I conquered the anorexic closet when I had nothing. to. wear.
Next, it’s time. to. pack.
We’ll make it to Amsterdam, eventually. Ya’ know, women just can’t drop everything and run…there’s always too. much. to. do.
Jackie says
You are seriously cracking me up, Mindy! I was laughing from the first to the last in this post. We have to meet in person someday. That’s all there is to it! Let me know if you ever come through Eastern Oregon 🙂 And yep, you can by Stacie and I’s triplet anytime 🙂
Momma Mindy says
Every time I read a post of your homeschool co-op, I long to meet with you ladies. You look like you’re having so much fun. I’m enjoying getting to know them through FB.
Deal!!!!!!!! TRIPLETS! Thanks for stopping by today!
SWEET TEA says
One can never go wrong with a great purple purse!
Rock on!! Love it!!
Momma Mindy says
I never imagined the power you feel carrying an awesome purse!!!!!!!!!!!!
I was also reminded that purple was my favorite color as a young girl and I have been splashing my wardrobe and my toenails with purple this year. Thanks for dropping by. So glad we connected again!
Kathleen Freeman says
Go purple!
Momma Mindy says
Wow! When you said that, I just realized it is the color of the MINNESOTA VIKINGS…no wonder I was drawn to the purse!
Tandis says
Uh oh…. ALMOST all of my t-shirts would qualify for men’s shirts then. =/ 😉
Be comforted, you’re not the only one with a closet that looks anorexic. bleh. I think my closet might be worse. I think it might be dying.
LOVED the purse! Or as I call them, “mom bag”. Sounds so much nicer than “diaper bag” which is what I’m usually hallin’ around. I even saw the plans on how to convert a neat purse like yours into a camera bag. It had instructions how to sew the padding and inserts to divide the space up. It was very cool – if you’re interested I’m sure I could dig up the pattern somewhere.
Momma Mindy says
After a few kids, I realized I could be sporting a diaper bag for a few different decades, the 80’s, 90’s and 00’s, so I also switched to a cute purse.
Now, instead of diapers and wipes, I have to be able to fit a camera and a computer, because when you travel you are only allowed one carry-on. My camera bag only sits at home on the shelf holding my gear now.

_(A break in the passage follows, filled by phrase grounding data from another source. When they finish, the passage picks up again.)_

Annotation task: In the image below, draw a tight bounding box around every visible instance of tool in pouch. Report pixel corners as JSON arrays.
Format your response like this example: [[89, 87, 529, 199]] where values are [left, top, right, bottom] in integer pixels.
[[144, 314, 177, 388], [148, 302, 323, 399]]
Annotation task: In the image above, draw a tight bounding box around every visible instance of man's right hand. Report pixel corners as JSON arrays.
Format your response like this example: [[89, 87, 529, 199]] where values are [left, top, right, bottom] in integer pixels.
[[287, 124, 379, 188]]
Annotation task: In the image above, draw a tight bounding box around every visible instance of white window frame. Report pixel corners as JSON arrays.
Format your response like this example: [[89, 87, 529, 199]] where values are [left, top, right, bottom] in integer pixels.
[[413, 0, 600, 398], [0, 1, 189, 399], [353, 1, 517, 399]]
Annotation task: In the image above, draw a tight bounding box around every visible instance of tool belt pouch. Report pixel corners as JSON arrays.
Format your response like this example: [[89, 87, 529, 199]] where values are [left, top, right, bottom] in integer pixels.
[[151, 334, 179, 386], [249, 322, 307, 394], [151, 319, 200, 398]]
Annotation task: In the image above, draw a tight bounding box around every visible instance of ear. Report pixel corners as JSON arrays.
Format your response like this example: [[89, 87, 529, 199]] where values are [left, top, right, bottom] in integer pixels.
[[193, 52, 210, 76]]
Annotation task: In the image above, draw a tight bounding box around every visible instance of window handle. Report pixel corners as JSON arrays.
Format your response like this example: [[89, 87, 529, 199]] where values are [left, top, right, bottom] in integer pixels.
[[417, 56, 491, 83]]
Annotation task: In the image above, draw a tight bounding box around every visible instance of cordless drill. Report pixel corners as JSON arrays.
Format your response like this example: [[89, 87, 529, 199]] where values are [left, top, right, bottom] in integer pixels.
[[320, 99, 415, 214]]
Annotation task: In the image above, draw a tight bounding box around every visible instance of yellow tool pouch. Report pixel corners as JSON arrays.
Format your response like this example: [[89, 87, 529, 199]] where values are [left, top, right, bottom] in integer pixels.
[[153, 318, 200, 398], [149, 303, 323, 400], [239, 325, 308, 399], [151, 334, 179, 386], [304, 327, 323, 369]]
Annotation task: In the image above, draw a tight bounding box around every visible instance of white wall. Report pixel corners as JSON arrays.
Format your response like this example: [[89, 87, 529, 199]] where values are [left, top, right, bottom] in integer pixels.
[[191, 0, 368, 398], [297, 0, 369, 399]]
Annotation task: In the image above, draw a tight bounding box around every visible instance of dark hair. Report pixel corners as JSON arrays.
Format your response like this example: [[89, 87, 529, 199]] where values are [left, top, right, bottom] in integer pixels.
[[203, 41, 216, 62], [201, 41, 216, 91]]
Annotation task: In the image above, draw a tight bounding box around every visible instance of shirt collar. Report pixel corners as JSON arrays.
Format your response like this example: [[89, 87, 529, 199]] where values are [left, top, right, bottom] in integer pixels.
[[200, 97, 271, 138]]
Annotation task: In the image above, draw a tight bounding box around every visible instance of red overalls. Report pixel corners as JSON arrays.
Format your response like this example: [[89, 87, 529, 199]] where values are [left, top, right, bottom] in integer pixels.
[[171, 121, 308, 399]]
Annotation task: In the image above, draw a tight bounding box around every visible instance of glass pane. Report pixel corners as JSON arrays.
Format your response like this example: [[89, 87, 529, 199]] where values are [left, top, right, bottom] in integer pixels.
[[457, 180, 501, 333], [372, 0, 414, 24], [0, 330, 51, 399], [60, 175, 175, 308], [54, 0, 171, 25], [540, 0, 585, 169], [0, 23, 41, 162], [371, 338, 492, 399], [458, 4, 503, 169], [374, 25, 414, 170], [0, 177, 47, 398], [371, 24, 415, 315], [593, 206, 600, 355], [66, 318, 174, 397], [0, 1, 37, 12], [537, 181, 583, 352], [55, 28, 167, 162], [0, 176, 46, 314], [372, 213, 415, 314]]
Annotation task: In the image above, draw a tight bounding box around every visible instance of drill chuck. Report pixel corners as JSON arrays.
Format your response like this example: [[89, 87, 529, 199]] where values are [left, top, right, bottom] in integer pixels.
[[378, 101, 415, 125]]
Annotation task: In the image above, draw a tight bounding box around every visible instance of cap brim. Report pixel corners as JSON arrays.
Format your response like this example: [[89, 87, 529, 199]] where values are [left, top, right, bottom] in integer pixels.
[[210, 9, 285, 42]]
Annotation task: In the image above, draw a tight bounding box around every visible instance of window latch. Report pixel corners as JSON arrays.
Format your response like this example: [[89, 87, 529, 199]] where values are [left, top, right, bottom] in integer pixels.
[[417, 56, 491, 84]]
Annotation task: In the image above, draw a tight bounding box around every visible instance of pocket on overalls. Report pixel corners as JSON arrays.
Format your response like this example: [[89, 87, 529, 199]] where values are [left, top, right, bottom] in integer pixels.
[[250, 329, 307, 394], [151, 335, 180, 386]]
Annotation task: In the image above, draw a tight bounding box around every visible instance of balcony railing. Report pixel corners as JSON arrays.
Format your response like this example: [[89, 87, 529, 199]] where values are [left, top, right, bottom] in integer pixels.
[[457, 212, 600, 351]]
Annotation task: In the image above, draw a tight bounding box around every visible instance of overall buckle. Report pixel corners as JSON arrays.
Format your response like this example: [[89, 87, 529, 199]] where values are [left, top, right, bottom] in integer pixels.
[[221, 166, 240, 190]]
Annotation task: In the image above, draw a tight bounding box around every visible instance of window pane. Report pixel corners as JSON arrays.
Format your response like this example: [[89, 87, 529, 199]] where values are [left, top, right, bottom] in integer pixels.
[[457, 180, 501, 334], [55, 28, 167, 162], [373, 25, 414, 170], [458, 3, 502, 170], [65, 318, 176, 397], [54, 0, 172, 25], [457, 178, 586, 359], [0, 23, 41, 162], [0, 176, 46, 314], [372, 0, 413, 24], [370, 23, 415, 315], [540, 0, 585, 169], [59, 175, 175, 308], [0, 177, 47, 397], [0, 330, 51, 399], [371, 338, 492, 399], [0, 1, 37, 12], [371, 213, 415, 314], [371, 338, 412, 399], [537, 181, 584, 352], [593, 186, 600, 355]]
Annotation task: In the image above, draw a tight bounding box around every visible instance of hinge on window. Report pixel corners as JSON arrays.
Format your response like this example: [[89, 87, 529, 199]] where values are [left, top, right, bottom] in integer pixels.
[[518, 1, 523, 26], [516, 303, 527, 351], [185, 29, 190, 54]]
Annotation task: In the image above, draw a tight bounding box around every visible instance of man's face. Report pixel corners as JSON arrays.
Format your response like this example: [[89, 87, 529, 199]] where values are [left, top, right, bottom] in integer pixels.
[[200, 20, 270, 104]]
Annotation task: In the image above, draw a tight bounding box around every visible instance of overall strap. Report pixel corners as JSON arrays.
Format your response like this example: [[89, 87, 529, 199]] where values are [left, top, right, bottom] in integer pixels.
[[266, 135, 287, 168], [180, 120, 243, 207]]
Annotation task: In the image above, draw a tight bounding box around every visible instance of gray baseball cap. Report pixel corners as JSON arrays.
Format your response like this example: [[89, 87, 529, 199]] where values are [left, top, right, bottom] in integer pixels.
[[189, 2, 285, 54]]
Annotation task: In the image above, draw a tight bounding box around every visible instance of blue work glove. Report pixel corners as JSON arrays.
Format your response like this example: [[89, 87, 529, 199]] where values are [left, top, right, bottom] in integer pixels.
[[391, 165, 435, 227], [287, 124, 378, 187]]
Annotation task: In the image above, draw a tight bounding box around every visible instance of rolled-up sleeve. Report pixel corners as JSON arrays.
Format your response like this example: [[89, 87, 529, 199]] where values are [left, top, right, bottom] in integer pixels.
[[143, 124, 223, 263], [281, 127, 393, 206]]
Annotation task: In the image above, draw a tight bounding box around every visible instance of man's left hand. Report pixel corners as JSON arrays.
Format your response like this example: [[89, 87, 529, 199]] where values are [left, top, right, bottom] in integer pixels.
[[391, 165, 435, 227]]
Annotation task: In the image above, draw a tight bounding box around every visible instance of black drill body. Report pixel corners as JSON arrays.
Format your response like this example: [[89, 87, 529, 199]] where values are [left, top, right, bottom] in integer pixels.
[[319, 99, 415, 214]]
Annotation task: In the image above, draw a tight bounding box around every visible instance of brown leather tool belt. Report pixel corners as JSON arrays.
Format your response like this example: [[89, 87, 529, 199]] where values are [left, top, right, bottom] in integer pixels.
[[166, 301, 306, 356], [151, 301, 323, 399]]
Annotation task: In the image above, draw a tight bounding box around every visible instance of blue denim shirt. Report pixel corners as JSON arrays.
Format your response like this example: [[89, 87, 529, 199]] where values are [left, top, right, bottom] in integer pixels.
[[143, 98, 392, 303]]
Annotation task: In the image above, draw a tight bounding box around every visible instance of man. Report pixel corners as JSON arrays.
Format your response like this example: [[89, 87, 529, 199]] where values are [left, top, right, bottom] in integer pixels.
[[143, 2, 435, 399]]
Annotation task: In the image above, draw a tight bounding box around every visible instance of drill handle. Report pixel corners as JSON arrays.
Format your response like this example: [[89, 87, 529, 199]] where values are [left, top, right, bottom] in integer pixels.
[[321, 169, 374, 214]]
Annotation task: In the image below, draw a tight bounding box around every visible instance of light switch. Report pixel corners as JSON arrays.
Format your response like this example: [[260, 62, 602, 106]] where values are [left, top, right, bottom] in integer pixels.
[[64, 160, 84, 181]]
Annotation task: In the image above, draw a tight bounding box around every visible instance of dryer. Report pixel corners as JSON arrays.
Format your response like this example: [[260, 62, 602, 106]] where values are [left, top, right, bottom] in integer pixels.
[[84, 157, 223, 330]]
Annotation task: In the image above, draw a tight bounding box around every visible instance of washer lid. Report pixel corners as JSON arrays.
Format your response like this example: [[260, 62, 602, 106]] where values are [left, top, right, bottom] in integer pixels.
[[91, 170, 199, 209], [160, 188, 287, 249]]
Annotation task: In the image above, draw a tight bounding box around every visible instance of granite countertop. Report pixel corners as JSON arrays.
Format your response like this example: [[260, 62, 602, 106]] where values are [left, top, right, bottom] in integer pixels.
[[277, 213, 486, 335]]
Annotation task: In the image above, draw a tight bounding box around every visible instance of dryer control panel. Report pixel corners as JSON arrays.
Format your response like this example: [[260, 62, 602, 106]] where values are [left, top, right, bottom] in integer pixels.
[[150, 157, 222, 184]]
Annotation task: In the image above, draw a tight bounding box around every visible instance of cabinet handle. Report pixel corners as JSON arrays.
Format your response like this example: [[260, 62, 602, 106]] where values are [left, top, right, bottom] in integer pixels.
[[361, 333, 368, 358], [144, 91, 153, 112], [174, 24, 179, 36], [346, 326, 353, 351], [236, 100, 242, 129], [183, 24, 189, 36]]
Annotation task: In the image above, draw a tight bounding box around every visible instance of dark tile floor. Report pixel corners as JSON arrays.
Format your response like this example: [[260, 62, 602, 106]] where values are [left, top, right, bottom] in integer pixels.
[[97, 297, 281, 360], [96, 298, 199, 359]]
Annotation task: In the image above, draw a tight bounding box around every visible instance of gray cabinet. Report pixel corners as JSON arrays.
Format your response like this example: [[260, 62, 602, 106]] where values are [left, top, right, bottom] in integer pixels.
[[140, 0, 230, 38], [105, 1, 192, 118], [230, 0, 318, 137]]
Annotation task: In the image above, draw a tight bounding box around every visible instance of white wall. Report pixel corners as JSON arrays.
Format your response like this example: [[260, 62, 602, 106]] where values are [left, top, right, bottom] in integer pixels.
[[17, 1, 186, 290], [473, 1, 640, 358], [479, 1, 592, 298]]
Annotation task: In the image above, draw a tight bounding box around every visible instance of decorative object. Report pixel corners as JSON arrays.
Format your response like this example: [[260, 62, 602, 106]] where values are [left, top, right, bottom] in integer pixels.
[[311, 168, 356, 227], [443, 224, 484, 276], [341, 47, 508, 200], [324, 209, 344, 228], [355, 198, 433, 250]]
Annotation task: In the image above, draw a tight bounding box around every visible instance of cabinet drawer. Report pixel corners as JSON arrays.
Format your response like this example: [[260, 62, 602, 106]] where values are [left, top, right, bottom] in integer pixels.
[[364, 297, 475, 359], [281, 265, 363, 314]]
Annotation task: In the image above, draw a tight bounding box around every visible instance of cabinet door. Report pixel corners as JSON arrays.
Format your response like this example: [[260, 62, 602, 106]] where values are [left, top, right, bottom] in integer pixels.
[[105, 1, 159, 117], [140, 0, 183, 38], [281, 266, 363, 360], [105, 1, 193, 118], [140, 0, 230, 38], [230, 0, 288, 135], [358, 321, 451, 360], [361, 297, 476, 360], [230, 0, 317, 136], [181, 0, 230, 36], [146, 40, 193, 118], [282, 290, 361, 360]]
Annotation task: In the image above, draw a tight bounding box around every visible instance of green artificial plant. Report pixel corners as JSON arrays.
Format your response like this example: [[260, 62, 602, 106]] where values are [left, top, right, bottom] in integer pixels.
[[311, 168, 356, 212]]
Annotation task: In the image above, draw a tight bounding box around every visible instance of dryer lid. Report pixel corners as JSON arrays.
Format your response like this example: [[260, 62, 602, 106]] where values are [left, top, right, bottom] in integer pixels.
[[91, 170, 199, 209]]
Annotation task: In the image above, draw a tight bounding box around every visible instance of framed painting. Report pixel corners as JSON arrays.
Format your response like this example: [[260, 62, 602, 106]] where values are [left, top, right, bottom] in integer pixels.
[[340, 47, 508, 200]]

I also used to buy little boy t-shirts because I used to be smaller and they were WAY cheaper. Then I realized women’s clothing is designed to fit women, especially women who gained weight and bulk after having multiple children.
Andi says
I had a friend nominate me for “What Not to Wear.”
Seriously.
So, perhaps my nothing. to. wear. beats yours?
Momma Mindy says
C’mon, I bet you have a closet full of adorable SCRUBS!
Why do we do this to ourselves? There’s no rule that says Moms Who Buy Clothing For Children Cannot Buy Clothing For Themselves…it just happens that way.
Kathleen Freeman says
It’s the guilt. Moms Must feel guilty– even about feeling guilty. My relatives used to giggle and look at me with embarrassment when someone mentioned make-overs around me. I’ve figured out a way to make the guilt go away and fatten up the closet. Ask me some time. ; )
Momma Mindy says
Why don’t you guest blog? Most Moms I know have admitted their closets are suffering from malnourishment. You have a secret you are wanting to share…
Dana Kolste says
You have dolls that have awesome wardrobes; I claim that my daughters have better wardrobes. (BTW, writer-lady, was that the proper use of a semi-colon? They intimidate me….). Garage sales just don’t have the same selection for adults (or boys) that they have for little girls. I think the bag is pretty awesome.
Momma Mindy says
It is SO much easier to dress little girls, I agree! Life just feels right when you have the right purse and lipstick, doesn’t it?
Semi-colons? They intimidate me, too. I change my sentence around so I don’t have to use them, but you used it correctly, two sentences that are complete thoughts, but ya’ wanna’ join them together?
Oh – and for casual writing ~ such as a blog~ I use other thingamajiggybobberwinkers!